Assim como as leguminosas, a banana é rica em triptofano, que ajuda na sensação de bem-estar, mas não é só isso, ela também possui um tipo de proteína que é convertida em serotonina, no corpo, além de vitaminas do completo B e outros nutrientes, como o potássio.

4. Sementes oleaginosas

Castanha-do-Pará, castanha-de-caju e amêndoas são sementes oleaginosas ótimas na luta contra o estresse. Além de serem ricas em triptofano, também possuem boas quantidades de vitaminas do complexo B e magnésio.

5. Ovos

Considerados vilões no passado, os ovos podem ser benéficos também, já que possuem proteína, vitaminas e aminoácidos que estimulam a produção de serotonina no organismo, ocasionando a sensação positiva.

6. Carnes magras

As carnes de frango e peru são boas por carregarem boa quantidade de triptofano, além de conter proteína de alto valor biológico, possui grande quantidades vitaminas e aminoácidos. Já os peixes, como salmão e atum, apresentam outra vantagem: a riqueza em ômega 3, importantes para melhorar o controle das emoções e do humor, além de reduzir a ansiedade.

7. Frutas ricas em vitamina C

As frutas que apresentam grandes quantidades de vitamina C são muito benéficas contra o estresse. Morango, laranja, limão, acerola, goiaba e abacaxi são alguns exemplos.

8. Alho

Esse tempero possui muitas utilidades e efeitos benéficos à saúde e um deles é o combate ao estresse.

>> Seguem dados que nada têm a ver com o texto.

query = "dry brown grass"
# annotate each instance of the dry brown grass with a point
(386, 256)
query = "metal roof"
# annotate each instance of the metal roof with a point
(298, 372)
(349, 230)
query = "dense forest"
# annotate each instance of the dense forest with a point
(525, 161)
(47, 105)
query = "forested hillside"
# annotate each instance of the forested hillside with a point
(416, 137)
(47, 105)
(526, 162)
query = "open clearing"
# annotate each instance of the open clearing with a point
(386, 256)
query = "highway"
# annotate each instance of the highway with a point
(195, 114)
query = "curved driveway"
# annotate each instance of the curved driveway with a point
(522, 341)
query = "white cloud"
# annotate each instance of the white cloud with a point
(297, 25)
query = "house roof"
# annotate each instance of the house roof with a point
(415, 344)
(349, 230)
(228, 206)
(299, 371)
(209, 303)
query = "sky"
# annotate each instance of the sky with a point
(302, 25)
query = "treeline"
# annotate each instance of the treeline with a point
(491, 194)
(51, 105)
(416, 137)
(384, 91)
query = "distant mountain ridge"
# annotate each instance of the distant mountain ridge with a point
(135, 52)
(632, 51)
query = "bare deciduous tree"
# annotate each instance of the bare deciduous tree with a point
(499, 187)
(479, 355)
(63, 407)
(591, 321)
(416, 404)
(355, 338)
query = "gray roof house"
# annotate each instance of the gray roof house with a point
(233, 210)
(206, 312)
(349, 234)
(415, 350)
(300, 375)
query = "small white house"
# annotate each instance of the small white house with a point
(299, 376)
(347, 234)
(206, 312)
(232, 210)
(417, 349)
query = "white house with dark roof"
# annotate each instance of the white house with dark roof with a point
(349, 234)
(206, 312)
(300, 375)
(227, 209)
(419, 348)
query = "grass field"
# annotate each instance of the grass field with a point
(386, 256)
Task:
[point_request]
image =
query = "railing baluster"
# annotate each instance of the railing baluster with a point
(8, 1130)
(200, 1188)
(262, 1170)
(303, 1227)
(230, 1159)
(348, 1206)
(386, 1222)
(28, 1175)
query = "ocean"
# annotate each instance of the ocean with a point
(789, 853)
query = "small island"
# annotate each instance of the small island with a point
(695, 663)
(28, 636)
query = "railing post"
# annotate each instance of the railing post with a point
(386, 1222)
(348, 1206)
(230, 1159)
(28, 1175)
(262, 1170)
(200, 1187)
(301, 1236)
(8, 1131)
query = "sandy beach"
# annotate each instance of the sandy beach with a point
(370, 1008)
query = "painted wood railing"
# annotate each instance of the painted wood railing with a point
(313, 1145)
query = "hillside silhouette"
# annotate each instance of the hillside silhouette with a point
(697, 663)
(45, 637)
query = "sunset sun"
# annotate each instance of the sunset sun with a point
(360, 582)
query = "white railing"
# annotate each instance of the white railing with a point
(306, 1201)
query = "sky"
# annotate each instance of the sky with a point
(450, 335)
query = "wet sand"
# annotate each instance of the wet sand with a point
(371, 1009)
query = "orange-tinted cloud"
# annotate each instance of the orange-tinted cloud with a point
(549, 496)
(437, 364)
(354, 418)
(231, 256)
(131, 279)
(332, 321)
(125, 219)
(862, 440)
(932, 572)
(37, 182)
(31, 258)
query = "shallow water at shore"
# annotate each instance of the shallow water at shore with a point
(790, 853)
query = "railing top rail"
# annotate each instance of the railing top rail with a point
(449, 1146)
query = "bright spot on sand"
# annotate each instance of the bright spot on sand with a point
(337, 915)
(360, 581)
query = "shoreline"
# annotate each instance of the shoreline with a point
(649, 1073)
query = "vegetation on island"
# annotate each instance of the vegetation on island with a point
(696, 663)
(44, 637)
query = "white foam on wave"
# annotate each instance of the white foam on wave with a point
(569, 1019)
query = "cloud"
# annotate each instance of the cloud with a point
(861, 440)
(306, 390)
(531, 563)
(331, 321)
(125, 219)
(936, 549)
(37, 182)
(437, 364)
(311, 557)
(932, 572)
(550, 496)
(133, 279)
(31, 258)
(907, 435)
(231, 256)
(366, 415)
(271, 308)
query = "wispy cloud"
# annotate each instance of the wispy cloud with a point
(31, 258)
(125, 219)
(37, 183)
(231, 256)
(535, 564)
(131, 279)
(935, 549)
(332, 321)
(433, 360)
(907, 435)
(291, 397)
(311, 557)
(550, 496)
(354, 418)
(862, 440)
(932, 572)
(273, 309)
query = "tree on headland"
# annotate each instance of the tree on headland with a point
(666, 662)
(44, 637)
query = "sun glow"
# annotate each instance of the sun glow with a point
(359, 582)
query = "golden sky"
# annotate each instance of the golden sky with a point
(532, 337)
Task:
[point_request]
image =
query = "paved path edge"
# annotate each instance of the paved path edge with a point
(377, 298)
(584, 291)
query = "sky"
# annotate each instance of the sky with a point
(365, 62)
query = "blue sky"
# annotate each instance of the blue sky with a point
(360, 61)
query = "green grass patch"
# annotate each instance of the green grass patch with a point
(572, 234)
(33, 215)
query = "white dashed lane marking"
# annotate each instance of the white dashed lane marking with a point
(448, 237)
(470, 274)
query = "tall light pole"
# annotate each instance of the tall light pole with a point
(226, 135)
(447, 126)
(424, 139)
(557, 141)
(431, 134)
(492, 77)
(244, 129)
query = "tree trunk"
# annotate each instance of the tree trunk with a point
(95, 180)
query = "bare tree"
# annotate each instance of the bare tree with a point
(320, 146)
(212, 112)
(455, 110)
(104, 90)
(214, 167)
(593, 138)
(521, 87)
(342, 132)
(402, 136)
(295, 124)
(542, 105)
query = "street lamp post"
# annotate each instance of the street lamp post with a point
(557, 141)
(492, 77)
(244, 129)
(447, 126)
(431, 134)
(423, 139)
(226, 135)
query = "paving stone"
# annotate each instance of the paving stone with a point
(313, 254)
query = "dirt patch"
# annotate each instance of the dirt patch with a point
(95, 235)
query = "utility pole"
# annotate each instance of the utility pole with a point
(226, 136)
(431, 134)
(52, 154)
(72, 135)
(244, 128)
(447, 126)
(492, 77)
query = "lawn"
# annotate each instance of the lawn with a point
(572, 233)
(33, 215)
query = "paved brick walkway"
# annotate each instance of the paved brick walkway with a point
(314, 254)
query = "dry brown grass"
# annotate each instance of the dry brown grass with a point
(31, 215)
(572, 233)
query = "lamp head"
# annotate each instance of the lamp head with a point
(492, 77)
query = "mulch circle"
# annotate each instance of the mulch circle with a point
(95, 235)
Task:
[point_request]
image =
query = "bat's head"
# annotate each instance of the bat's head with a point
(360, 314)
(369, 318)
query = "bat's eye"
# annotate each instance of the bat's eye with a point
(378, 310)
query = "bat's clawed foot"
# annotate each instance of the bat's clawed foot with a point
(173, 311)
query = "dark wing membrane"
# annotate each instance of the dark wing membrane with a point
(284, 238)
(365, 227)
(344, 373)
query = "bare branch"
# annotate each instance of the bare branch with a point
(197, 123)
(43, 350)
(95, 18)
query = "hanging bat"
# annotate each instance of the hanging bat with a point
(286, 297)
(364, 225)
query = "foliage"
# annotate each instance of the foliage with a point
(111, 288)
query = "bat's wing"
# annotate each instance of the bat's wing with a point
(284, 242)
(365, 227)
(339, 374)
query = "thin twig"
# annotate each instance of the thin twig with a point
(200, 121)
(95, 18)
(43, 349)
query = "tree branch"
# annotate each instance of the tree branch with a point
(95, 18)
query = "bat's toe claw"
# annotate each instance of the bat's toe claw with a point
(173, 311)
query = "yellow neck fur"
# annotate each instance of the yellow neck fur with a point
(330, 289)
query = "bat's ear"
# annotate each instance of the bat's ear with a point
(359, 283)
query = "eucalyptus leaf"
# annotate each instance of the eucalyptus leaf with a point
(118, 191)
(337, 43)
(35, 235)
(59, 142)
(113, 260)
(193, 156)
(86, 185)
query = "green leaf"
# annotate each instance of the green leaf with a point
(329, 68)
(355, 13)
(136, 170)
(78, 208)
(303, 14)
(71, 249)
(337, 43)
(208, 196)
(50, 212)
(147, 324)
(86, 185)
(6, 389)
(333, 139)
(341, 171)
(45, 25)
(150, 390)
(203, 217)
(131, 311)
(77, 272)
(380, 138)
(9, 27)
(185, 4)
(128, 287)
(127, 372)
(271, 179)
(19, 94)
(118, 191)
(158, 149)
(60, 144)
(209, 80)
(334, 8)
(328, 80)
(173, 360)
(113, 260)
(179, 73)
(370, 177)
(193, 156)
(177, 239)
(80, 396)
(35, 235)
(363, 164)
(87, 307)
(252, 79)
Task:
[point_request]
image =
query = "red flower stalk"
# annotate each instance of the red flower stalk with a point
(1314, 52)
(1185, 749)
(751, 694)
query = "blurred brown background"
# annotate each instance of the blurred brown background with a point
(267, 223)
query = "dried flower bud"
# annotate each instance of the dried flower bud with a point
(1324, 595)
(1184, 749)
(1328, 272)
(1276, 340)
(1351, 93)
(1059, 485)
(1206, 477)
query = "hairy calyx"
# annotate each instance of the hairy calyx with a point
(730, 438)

Isso porque possui vitaminas do complexo B, C e aminoácidos, além de outros nutrientes que limpam as toxinas que impulsionam o estresse.

9. Chocolate 70% cacau

Chocolate não é proibido para quem deseja reduzir os níveis de estresse, mas só vale comer o tipo amargo, com pelo menos 70% cacau. O potencial benéfico do chocolate 70% está na presença de antioxidantes, que nivelam a pressão arterial e melhoram a circulação sanguínea. Mesmo assim, a moderação é a chave. O ideal é consumi-lo moderadamente, em pequenas quantidades.

 Conclusão

Com a crescente cobrança profissional pelas quais somos submetidos, a síndrome de burnout é, sem dúvida, uma das doenças mais comuns dos tempos modernos. Para preveni-la é importante cuidar da saúde mental, se permitindo momentos de descanso e descontração e, também, cuidados com a alimentação e com a prática de atividade física regular.

Manter uma alimentação regrada e praticar seu esporte favorito pelo menos três vezes por semana, 30 minutos por dia, é fundamental para a boa saúde mental e para prevenir e/ou tratar a doença.